第二十九部第二章 屈辱の記憶その十三
「だからだ。それよりもだ」
「それよりも。それでは」
「まずは力と誇りを取り戻すのだ」
彼が言うのはそこであった。
「まずはそれが肝心だ。いいな」
「その二つを」
「そうだ。怨念は過剰にはいらない」
そこをまた言って強調する。
「必要なのは何か」
「何かと言われますと」
「何でしょうか」
「力だ」
彼が欲しいのはそれであった。
「連合にもサハラにも対抗できる力が。我々には必要なのだ」
「それですか」
「そうだ。しかしだ」
だがここで彼はまた言うのであった。
「その力は我々には乏しい」
「残念ですが」
「それは確かに」
これに関してはギルフォードやスタッフ達だけではなくエウロパの者達全てがわかっていることであった。
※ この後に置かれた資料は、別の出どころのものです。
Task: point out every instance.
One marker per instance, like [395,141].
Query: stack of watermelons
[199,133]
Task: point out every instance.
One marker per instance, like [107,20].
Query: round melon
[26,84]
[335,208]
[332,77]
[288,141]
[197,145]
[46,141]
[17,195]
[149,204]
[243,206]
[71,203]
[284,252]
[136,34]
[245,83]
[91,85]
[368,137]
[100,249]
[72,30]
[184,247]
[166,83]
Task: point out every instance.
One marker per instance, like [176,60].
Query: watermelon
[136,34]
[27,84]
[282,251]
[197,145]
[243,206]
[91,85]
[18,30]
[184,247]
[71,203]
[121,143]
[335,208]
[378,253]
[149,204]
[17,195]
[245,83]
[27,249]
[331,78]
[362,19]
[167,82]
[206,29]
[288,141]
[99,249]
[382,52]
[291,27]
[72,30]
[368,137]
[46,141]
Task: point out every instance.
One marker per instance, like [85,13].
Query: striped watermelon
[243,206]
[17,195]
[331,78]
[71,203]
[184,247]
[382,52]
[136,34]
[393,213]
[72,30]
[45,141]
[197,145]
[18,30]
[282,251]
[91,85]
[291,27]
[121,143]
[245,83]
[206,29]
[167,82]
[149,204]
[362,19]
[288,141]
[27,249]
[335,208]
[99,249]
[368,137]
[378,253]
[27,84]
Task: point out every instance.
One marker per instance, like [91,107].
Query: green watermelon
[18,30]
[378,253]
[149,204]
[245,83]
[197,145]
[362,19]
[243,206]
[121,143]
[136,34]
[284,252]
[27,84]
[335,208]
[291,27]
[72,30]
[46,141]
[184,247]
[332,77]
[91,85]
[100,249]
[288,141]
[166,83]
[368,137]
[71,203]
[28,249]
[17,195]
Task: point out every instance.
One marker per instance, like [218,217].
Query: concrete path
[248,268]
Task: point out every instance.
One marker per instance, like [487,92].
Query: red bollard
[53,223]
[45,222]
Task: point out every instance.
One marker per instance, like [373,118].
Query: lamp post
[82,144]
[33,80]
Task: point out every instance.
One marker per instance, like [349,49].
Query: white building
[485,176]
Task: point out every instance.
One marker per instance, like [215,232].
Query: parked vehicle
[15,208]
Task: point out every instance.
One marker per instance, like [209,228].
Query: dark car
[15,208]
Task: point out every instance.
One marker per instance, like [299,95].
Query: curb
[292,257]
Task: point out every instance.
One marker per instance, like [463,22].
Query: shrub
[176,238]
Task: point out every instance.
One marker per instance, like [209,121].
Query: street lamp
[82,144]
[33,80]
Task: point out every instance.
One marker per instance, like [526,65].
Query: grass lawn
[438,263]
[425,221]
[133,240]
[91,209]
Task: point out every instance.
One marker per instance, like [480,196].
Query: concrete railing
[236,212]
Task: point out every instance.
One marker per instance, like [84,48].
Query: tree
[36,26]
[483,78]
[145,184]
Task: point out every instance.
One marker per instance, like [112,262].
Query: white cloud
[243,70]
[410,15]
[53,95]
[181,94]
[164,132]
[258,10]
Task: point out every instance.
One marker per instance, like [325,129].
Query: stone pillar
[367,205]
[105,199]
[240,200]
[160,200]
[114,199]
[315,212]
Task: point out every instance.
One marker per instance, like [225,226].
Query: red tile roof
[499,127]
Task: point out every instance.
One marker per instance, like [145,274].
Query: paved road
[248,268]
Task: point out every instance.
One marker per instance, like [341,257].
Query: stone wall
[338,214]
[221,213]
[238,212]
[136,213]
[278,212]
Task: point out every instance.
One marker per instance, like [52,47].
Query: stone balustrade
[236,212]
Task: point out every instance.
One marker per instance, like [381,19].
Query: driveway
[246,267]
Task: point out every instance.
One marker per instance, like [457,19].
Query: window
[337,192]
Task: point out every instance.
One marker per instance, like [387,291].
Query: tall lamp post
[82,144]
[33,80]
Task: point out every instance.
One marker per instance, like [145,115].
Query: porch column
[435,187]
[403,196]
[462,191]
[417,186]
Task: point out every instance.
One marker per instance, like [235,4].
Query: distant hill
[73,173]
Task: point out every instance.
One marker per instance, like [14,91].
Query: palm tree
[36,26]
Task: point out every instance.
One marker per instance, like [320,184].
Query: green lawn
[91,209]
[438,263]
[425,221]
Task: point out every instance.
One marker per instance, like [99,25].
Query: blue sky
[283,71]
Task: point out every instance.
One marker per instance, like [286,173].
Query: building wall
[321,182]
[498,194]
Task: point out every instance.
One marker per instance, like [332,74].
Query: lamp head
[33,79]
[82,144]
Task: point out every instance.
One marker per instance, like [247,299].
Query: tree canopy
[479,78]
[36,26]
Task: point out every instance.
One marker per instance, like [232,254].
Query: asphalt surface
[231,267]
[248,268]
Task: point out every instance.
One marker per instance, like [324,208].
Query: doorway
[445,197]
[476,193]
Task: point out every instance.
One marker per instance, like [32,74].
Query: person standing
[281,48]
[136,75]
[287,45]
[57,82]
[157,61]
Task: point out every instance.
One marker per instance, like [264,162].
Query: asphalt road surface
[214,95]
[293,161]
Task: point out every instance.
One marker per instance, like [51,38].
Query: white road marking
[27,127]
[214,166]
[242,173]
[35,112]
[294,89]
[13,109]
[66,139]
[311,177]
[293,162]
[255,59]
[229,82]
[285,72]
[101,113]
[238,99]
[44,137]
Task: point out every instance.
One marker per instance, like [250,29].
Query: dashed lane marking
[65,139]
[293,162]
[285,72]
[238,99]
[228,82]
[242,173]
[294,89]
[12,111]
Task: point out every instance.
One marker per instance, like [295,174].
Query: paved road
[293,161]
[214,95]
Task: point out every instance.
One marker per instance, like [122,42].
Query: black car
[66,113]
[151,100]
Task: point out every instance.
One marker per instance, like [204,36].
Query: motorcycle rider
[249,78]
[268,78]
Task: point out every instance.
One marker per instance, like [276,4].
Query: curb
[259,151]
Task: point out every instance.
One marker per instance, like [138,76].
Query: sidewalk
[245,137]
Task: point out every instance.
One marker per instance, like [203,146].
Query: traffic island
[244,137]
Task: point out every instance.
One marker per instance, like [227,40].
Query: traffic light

どうして一千億で四兆に勝てるというのか。
「しかし急にその力を身に着けることはできなくとも」
「徐々に、ですか」
「そうだ。何年かかろうともな」
ギルフォードが言うのはそこであった。
「いや、何世代何百年かかろうともだ」
「何百年ですか」
「そう簡単には力の差は埋まりはしない」
それがはっきりとわかっている言葉であった。
「だが。それの下地を作るのが私だ」
「閣下ですか」
「そうだ。エウロパは蘇る」
蘇るとまで言い切る。彼自身の手でだ。
「だからだ。いいな」
「はい、それでは」
「その為にも」
「怨みは確かに必要だ」
一応はその怨みも肯定する。しかしこれもまた彼の計算であるのだ。そうした意味で彼はあくまで政治家であると言える人物であった。
「それは何故かというと」
「力の糧になるからですか」
「人とは不思議なものだ」
あえて人間をこう定義付けてきた。
「プラスの力だけでなくマイナスの力も使って強くなるのだからな」
「怨みもまた、ですか」
「そうだ。それは事実だ」
臥薪嘗胆という言葉がある。古代中国の言葉であり言うならば連合の言葉であるのだがこの場合は彼等にも当てはまっていると言えた。
「過剰でなければそれもまたよし」
「しかし閣下はそれよりも」
「そうだ。誇りを使う」
彼の考えはやはりそこがメインであった。
「我がエウロパの誇りをな」
「そうですね。確かに」
これはスタッフ達もわかっていた。しかしここでその中の一人が言うのであった。
「しかしですね」
「言いたいことはわかっている」
鋭いギルフォードである。彼が問いたいことはわかっていた。
「誇りが打ち砕かれていると。そう言いたいのだな」
「はい、そうです」
そのスタッフも答えてみせた。その通りであるのだ。
「先の戦いの敗戦で失ったのは力だけではありません」
「誇りもまた」
他の者も言うのであった。
「失われました」
「散々に敗れた今」
「一度の敗北でか」
ここでギルフォードはいささかシニカルな言葉を述べるのであった。
「実に呆気ないな」
「そこまで破れましたから」
「やはり」
「確かに誇りというものは脆い」
ギルフォードはそれもまた肯定してみせる。まずは。